A U.S. federal appeals court decided Monday not to rehear a case challenging the Barack Obama administration’s net neutrality rules that require internet service providers to provide equal access to all data on the web.

The decision, decided by the Washington, D.C. court, was handed down in part due to Federal Communication Commission chairman Ajit Pai’s recent proposal to undo the 2015 Open Internet Order that classified ISPs as common carriers under Title II of the Communications Act.

Read: Is Net Neutrality Dead? What The Internet Will Look Like Without Open Internet Rules, Title II

In a written opinion on the decision, Judge Sri Srinivasan said reviewing the decision "would be particularly unwarranted at this point in light of the uncertainty surrounding the fate of the FCC’s order” and questioned why the court should review the validity of a rule “that the agency had already slated for replacement."

The original case, effectively upheld by the D.C. appeals court Monday, upheld the FCC’s decision to reclassify the internet as a public utility as a means of enforcing net neutrality principles, which forbids ISPs from blocking content, throttling or slowing data speeds and offering paid prioritization for certain services.

Two judges offered dissent on the decision not to rehear the case, premised on the belief that the original 2015 order issued by the FCC was unlawful because Congress didn’t grant the authority to reclassify internet providers as common carriers.

"The government must keep its hands off the editorial decisions of Internet service providers," Judge Brett Kavanagh wrote, arguing that the order violates the First Amendment rights of ISPs. Kavanagh said the order would be akin to if the government mandated a bookstore or Amazon "to feature and promote all books in the same manner."

Judge Janice Rogers Brown said the order "shows signs of a government having grown beyond the consent of the governed."
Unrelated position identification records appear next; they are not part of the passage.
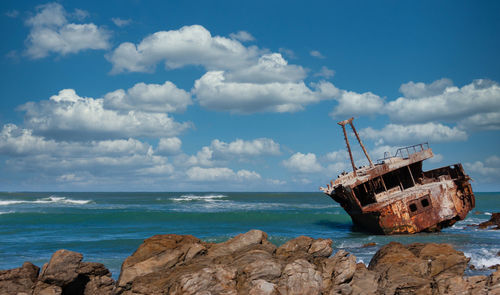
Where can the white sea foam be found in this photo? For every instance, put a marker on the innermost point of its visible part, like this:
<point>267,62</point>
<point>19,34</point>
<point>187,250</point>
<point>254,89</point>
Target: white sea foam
<point>484,258</point>
<point>49,200</point>
<point>189,198</point>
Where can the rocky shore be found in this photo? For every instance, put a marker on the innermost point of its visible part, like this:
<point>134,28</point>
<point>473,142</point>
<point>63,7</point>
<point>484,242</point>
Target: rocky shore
<point>250,264</point>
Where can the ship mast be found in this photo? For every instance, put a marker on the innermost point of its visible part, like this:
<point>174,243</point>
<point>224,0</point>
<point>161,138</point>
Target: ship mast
<point>349,121</point>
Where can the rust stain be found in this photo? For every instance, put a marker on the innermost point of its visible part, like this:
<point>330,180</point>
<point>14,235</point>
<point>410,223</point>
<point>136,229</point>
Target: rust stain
<point>395,196</point>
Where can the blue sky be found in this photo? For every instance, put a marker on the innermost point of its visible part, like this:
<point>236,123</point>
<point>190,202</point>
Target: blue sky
<point>232,96</point>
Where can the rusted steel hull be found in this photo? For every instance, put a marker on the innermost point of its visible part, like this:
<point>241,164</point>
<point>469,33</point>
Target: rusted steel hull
<point>429,207</point>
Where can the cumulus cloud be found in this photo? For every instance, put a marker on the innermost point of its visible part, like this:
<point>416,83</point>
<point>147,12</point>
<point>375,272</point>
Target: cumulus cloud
<point>219,174</point>
<point>241,148</point>
<point>51,32</point>
<point>304,163</point>
<point>242,36</point>
<point>325,73</point>
<point>317,54</point>
<point>169,145</point>
<point>29,151</point>
<point>269,68</point>
<point>214,92</point>
<point>357,104</point>
<point>405,134</point>
<point>190,45</point>
<point>12,13</point>
<point>149,98</point>
<point>68,115</point>
<point>475,105</point>
<point>121,22</point>
<point>488,169</point>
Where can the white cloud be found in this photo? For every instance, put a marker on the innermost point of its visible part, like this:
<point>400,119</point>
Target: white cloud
<point>155,98</point>
<point>121,22</point>
<point>416,133</point>
<point>356,104</point>
<point>241,148</point>
<point>418,90</point>
<point>219,174</point>
<point>190,45</point>
<point>476,105</point>
<point>305,163</point>
<point>242,36</point>
<point>12,13</point>
<point>214,92</point>
<point>269,68</point>
<point>325,73</point>
<point>317,54</point>
<point>487,170</point>
<point>68,115</point>
<point>288,53</point>
<point>50,31</point>
<point>169,146</point>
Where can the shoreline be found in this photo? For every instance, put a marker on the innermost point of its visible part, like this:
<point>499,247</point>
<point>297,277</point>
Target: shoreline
<point>250,264</point>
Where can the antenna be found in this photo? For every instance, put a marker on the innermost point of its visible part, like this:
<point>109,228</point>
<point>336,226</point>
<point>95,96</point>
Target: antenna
<point>349,121</point>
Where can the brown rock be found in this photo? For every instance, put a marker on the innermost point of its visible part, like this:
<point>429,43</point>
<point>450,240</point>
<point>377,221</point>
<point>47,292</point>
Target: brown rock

Read: What Is Net Neutrality? How FCC's Title II and Open Internet Rules Came To Be

FCC chairman Ajit Pai acknowledged the decision Monday, saying “it is not surprising” the court did not decide to rehear the case while also calling the decision important as it “makes clear that the FCC has the authority to classify broadband Internet access service as an information service.”

Mike O’Rielly, Pai’s fellow Republican commissioner on the FCC, echoed these sentiments in a statement. “Rehashing old history here makes little sense, except to highlight the questionable degree of deference the court afforded the Commission,” he said.
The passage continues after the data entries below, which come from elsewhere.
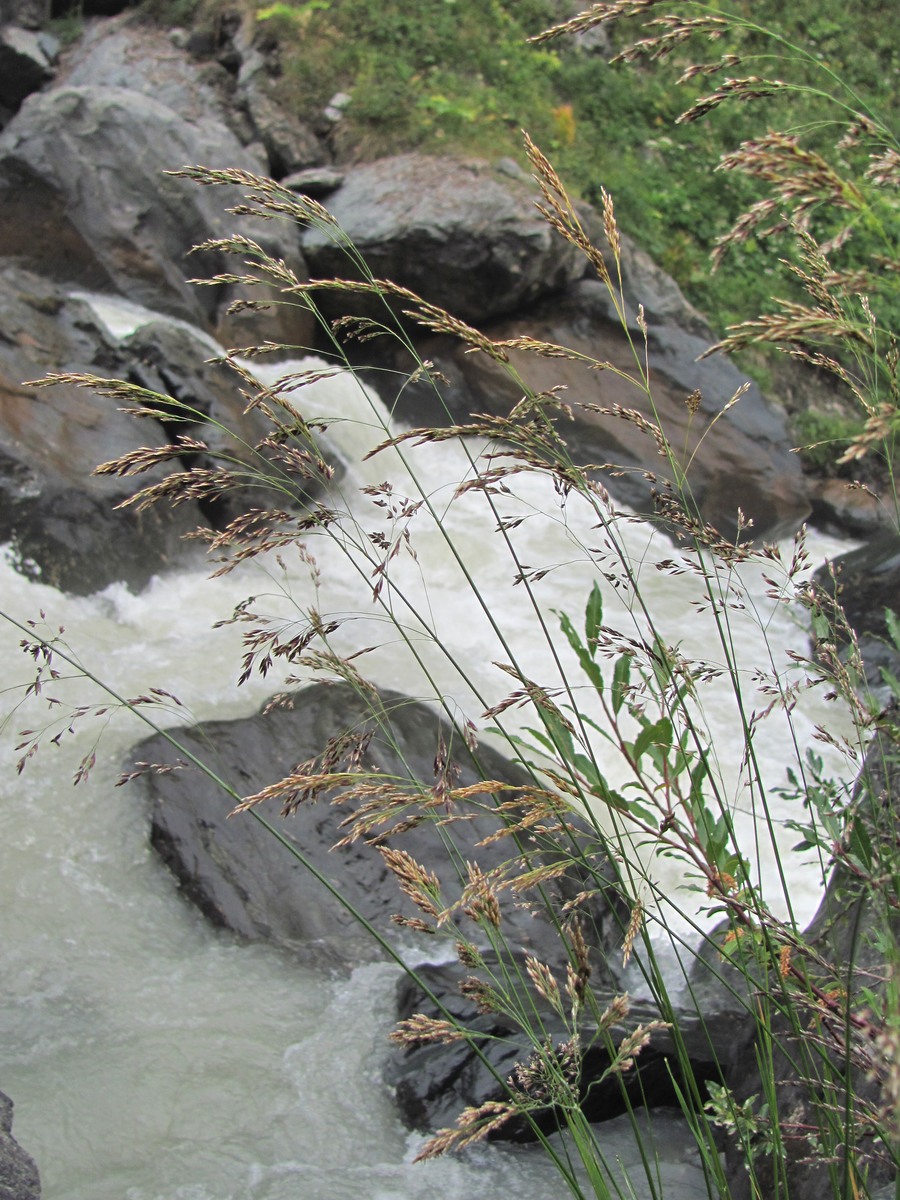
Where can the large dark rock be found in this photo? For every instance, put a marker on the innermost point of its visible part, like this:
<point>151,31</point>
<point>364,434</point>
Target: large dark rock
<point>81,207</point>
<point>18,1174</point>
<point>867,582</point>
<point>27,63</point>
<point>463,234</point>
<point>743,462</point>
<point>60,520</point>
<point>433,1085</point>
<point>243,879</point>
Interestingly, activist groups who oppose the FCC’s proposal to reverse net neutrality protections also praised the court’s decision not to rehear the challenge.

"Today's decision is a win for consumers,” Lisa Hayes general counsel for the Center for Democracy and Technology, said. “The court agreed that Title II classification is sound, and that the FCC has authority to regulate the marketplace. Net neutrality is essential to a vibrant internet ecosystem, and CDT will continue to defend the open internet in the days and years to come."

The FCC will hold an initial vote on chairman Pai’s plan to reclassify the internet as an information service on May 18.